And then there was Northwestern. Foster had just completed his first season and, having gone 8–20, knew he had a major rebuilding project on his hands. Foster had recruited Lambiotte when he was at South Carolina, so he knew the family and they knew him. And, since Foster had coached Valvano in college, he could pick up a phone and ask Valvano what kind of kid Lambiotte was.

Northwestern needed players. It was in the Big Ten so the competition would certainly be there. Then, at the last minute, Lambiotte almost canceled his visit there. “I’d been on the road so much I just didn’t want to go to the airport and get on another plane. I went back in the house and said, ‘Dad, let’s just skip this. I’ll go to Cal.’ He told me to make the visit, then I could rest all I wanted.”

Lambiotte made the trip. He liked the school and the coaches. It was a lot closer to home than Cal and he liked the idea that he would still be playing in one of the best leagues in the country. “In the end, the decision was easy: good school, very good league, a good chance to play and a good coach. The only thing that worried me was how cold they said it gets here. The first time I felt this wind [they call it “The Hawk”] it cut right through me.”

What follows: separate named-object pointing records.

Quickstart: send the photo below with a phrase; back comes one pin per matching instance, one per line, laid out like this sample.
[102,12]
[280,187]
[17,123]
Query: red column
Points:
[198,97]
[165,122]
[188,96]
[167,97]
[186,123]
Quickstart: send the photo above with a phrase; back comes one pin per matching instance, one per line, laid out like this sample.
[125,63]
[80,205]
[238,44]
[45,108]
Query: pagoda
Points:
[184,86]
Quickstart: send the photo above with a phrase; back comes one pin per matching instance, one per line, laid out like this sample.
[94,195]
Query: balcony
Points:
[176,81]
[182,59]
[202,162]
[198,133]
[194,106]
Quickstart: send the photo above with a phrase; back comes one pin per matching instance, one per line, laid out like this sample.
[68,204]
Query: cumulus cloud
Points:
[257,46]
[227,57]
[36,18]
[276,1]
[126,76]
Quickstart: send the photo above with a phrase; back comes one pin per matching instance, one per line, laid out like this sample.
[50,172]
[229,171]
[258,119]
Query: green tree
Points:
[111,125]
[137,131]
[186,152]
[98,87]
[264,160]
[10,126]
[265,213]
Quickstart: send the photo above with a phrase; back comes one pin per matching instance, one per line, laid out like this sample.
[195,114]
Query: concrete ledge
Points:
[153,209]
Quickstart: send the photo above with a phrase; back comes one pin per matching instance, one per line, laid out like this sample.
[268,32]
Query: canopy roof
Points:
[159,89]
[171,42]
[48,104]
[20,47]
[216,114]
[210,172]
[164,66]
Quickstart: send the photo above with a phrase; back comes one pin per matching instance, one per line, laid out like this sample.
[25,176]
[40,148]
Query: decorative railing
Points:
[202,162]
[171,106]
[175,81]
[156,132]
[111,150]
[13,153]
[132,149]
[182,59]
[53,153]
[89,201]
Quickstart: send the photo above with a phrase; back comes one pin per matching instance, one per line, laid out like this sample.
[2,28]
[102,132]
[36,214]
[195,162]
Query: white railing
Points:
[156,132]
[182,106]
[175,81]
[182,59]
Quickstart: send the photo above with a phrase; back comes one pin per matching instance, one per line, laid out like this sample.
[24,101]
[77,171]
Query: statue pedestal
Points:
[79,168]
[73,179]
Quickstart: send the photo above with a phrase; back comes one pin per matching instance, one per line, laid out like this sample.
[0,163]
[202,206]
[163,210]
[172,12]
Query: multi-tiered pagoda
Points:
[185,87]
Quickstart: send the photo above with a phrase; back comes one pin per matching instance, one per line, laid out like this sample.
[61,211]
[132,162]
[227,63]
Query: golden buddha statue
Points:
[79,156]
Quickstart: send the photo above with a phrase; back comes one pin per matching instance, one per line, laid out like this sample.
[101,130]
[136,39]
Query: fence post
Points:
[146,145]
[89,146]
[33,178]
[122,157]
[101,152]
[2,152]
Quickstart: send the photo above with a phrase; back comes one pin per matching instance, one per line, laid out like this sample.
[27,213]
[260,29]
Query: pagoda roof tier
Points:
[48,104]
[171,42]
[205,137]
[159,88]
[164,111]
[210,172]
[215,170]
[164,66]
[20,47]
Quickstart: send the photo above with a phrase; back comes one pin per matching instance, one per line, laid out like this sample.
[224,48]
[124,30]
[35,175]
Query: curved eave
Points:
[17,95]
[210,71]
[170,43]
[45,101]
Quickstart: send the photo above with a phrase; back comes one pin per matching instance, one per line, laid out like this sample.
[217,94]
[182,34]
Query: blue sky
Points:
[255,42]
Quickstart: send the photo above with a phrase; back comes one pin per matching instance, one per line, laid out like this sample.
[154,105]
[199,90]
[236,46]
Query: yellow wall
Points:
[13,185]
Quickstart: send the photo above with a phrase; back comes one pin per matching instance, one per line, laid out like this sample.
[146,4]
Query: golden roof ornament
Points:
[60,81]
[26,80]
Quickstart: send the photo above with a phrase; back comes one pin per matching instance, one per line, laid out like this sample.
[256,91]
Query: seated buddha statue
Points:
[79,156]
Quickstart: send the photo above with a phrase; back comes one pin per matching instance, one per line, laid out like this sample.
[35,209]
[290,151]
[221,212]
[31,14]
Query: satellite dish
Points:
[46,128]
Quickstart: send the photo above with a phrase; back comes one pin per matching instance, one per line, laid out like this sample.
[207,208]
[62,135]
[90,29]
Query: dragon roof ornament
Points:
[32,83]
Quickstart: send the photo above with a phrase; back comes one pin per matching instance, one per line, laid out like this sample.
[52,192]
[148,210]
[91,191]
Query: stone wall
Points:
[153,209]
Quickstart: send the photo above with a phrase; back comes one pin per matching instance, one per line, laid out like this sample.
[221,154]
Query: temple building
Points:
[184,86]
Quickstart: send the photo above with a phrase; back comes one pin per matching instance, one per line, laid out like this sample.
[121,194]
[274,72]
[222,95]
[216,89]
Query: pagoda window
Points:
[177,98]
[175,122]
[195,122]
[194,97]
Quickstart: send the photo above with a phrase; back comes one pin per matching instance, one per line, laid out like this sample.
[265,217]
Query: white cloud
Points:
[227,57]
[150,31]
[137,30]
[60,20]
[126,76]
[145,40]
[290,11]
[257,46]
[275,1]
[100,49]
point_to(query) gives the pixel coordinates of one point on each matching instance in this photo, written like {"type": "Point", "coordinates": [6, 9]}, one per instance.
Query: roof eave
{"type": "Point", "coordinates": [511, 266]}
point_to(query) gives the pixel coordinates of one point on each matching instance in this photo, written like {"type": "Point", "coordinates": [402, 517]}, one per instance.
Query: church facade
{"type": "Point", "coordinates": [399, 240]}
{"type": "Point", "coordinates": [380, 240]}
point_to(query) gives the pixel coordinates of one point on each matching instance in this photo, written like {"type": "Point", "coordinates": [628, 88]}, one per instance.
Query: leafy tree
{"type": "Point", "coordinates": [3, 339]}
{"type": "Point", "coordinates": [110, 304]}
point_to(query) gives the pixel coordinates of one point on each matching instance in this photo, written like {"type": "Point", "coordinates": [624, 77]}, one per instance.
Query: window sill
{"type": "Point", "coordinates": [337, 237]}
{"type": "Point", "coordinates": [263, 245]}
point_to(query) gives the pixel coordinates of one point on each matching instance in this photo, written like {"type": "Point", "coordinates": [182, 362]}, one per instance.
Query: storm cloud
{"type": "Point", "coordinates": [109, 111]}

The wind wasn’t the only thing that made things tough for Lambiotte. There were days in practice when Foster had to ignore him to get the team ready to play a game. “Standing and watching, knowing you aren’t going to get a shot for the rest of the day is tough,” he said. “I understand it, but it’s hard.”

And the Wildcats truly were bad. They won their first two games, against Washington–St. Louis and Rutgers, but then Duke, Foster’s old team, came to town and blew them away in the last fifteen minutes. “I had played against those guys last year,” Lambiotte said. “I tried to talk to our guys on the bench about what they could do, but really, I can’t do much except keep working and wait for next year.”

In a sense, that summed up the situation at Northwestern.

One day, watching TV, Lambiotte saw
The Jim Valvano Show
suddenly pop onto his screen. The show’s opening was full of spectacular plays by the Wolfpack. And there, skying for a dunk, was a familiar figure: Walker Lambiotte.

Sitting in his dormitory at Northwestern, Lambiotte smiled. “I guess the dunk was so awesome,” he said, “that they couldn’t part with it even though they’ve parted with me.”

He smiled for a moment, thinking about the past, even knowing it was just that—past. The future, even in the middle of a cold Chicago December, looked pretty good.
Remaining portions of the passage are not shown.